6ª - A junção desses documentos não é admitida no momento em que o foi pelo douto despacho de 2-12-2024, ora apelado e este viola o disposto nos arts. 432º, 593º e 595º do CPC, devendo ser revogado.


A A. respondeu, suscitando objecções ao recebimento do recurso (falta de indicação do efeito do recurso e falta de indicação do sentido com que as normas invocadas deveriam valer) e pronunciando-se pela improcedência das razões invocadas pela R..


A primeira objecção foi sanada e a segunda desatendida.


II. O objecto do recurso determina-se pelas conclusões da alegação do recorrente (art. 635º n.º4 e 639º n.º1 do CPC), «só se devendo tomar conhecimento das questões que tenham sido suscitadas nas alegações e levadas às conclusões, a não ser que ocorra questão de apreciação oficiosa».


Assim, importa avaliar a admissibilidade da junção de documentos pela recorrida.


III. Os factos relevantes, na avaliação a realizar, têm natureza exclusivamente processual, mostrando-se descritos no relatório elaborado (a partir dos dados documentados do próprio processo).


IV.1. A disciplina básica da junção de documentos pelas partes consta do art. 423º do CPC, de onde derivam três regras:


i. os documentos devem ser apresentados com o articulado em que são alegados os factos a que respeitam (n.º1).


ii. podem ser depois apresentados até 20 dias antes da data em que se realize a audiência final (com condenação em multa, salvo demonstração de inviabilidade da junção prévia) (n.º2).


iii. podem ser apresentados mesmo após aquele momento mas apenas se se revelarem (objectiva ou subjectivamente) supervenientes ou forem justificados por ocorrência posterior (n.º3).


Releva também, em geral, o regime do art. 598º do CPC [1], o qual é, contudo, inaplicável no caso (dada a tramitação adoptada). O regime dos art. 411º ou 607º n.º1 do CPC não releva especificamente (por dizerem respeito à actividade do tribunal e não das partes, a quem não aproveitam directamente). Assim, a questão haveria que ser essencialmente debatida no quadro daquele art. 423º do CPC.

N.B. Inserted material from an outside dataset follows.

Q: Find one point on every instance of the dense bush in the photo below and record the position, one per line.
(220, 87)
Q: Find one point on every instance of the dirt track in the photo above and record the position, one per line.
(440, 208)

O que o despacho recorrido fez, estribando-se na segunda regra referida, e com propriedade, no sentido de que respeitou o sentido literal e preceptivo da norma, aplicando-a a situação que se mostra compreendida na sua hipótese. Deste ponto de vista, não se vê razão para censurar o despacho recorrido.

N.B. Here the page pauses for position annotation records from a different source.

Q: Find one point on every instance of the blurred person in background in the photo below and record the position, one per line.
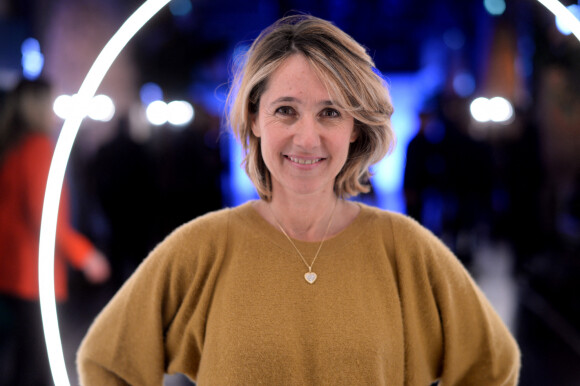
(303, 287)
(26, 150)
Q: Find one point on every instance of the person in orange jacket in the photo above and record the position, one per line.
(26, 149)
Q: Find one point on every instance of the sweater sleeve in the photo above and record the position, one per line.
(477, 349)
(140, 334)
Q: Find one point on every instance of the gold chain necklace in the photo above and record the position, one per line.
(309, 276)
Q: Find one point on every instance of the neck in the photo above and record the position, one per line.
(306, 219)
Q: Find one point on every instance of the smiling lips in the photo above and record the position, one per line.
(303, 161)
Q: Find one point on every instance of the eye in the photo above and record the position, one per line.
(330, 113)
(285, 110)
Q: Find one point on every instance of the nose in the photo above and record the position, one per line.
(307, 133)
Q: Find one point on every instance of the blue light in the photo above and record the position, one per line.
(180, 7)
(464, 84)
(32, 59)
(150, 92)
(454, 38)
(494, 7)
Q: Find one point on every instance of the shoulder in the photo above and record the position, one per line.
(206, 232)
(400, 224)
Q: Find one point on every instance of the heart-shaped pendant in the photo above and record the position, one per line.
(310, 277)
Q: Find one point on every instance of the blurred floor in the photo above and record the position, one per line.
(550, 344)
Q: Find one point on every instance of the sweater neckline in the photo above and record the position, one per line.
(269, 233)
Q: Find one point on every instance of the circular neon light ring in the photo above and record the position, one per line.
(56, 177)
(62, 153)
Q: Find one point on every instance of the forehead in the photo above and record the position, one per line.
(297, 76)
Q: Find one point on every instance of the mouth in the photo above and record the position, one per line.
(304, 161)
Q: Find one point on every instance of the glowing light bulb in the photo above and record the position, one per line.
(56, 173)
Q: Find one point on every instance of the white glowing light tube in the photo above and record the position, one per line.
(564, 14)
(56, 176)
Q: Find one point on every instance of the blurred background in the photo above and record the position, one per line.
(487, 117)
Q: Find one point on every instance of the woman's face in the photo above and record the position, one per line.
(305, 136)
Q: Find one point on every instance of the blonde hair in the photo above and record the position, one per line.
(349, 74)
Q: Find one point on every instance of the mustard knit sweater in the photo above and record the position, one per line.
(223, 300)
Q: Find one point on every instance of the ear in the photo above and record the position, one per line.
(354, 134)
(255, 125)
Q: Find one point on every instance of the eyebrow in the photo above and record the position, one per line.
(296, 100)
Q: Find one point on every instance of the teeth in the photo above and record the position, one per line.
(305, 161)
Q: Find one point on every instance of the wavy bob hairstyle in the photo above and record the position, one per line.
(348, 73)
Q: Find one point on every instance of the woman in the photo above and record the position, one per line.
(303, 287)
(25, 155)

2. A recorrente, para contrariar esta solução, invoca dois argumentos, afirmando que:


- o despacho que notificou as partes (para se pronunciarem sobre a dispensa da audiência prévia e para alegarem) encerrou a instrução da causa e a discussão da matéria de facto (pelo que a junção só seria admissível se a acção, após a audiência prévia, prosseguisse para julgamento).


- não pode haver junção de documentos depois de a recorrente ter alegado de direito (sendo que considerou que, como decorria do despacho em causa, a causa seria julgada sem os documentos apresentados, tendo sido nesse exacto pressuposto que alegou).


Ambos os argumentos apresentam uma fragilidade básica: nenhum deles encontra suporte directo ou imediato nas normas processuais invocadas pela recorrente (ou em outras).


O art. 432º do CPC respeita ao documento em poder de terceiro, nada tendo a ver com a situação. Poderia existir aqui um lapso, querendo a recorrente reportar-se ao art. 423º do CPC, mas esta norma, ao menos no seu sentido literal, não só não suporta a sua posição como, ao invés, a contraria (como já referido).


Quanto aos art. 593º e 595º do CPC, regulam a dispensa da audiência prévia e os termos do despacho saneador, neles não se encontrando qualquer intervenção regulativa de onde resultem as prescrições que a recorrente sustenta.


Em particular, destas normas resulta que:


- o conhecimento do mérito da causa pode ocorrer no despacho saneador (art. 591º n.º1 al. b) e 595º n.º2 al. b) do CPC), caso em que este equivale a uma sentença (art. 595º n.º3 do CPC, que apenas clarifica o que já derivaria do art. 152º n.º2 do CPC).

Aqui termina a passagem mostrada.